For instance, the probability for the point returing to its origin (0,0) after $2$ moves is: $4/4^2 = 0.25$.
I have got an answer as follows, but I think it is not elegant:
- After 2n moves, there are $4^{2n}$ outcomes.
- Let A be the event in which the point returns, and $n(A_{n})$ be the number of outcomes in event A. Suppose A include the point moving upwards and downwards $k$ times(so that the point will not shift in the y-axis direction), and rightwards and leftwards $(n-k)$ times. In such case, there are $\displaystyle{\frac{(2n)!}{[k!k!(n-k)!(n-k)!]}}$ outcomes.
- Sum up to get event A: $ \begin{eqnarray} n(A_{n}) &=& \displaystyle{\sum^{n}_{k=0}\frac{(2n)!}{(k!)^2[(n-k)!]^2}}= \displaystyle{\frac{(2n)!}{(n!)^2}}\sum_{k=0}^{n} \left[ \frac{n!}{k!(n-k)!} \right]^2 \\ &=& \displaystyle{ \binom{2n}{n} \sum_{k=0}^{n}}\binom{n}{k}^2 = \displaystyle{\binom{2n}{n}^2} \\ \text{because} \displaystyle{ \sum_{i=0}^{n}\binom{n}{i}^2=\binom{2n}{n}} \end{eqnarray} $
- Hence, the probability of returning is $P(A_n)=\displaystyle{\frac{ \binom{2n}{n}^2}{4^{2n}} } $
Obseving the numerator I think there might be some easy ways to figure out the answer:
Since the point " moves upwards and downwards $k$ times ", and " leftwards and rightwards $(n-k)$ times ", if combining the number of steps moving $\color{red}{up}$ and $\color{red}{right}$ it would be $\color{red}{n}$ steps in total, and choose $\color{red}{n}$ steps from $2n$, there would be $\color{fuchsia}{\binom{2n}{n}}$ possibilities.

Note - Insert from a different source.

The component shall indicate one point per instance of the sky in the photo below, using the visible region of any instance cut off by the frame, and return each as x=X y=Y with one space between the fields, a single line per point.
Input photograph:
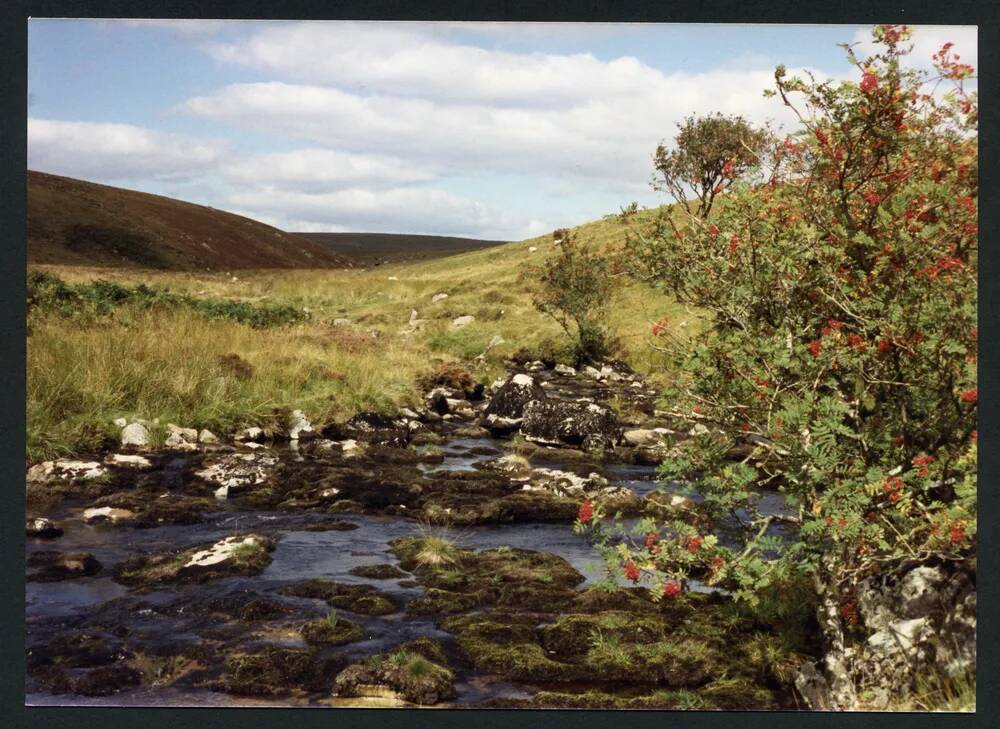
x=486 y=130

Considering the answer above $P(A_n)=\displaystyle{\frac{ \binom{2n}{n}^2}{4^{2n}} } $, the product and numerator $\binom{2n}{n} \binom{2n}{n} $ must contain the event $A$, which is "the point moves upwards and downwards $k$ times , and leftwards and rightwards $(n-k)$ times.
Let the first part $\binom{2n}{n} $ contain "moving $n$ steps leftwards and upwards in total", and let the second part $\binom{2n}{n} $ contain "moving $n$ steps rightwards and upwards in total". Together, I get the event $A$, but I don't know how to proceed...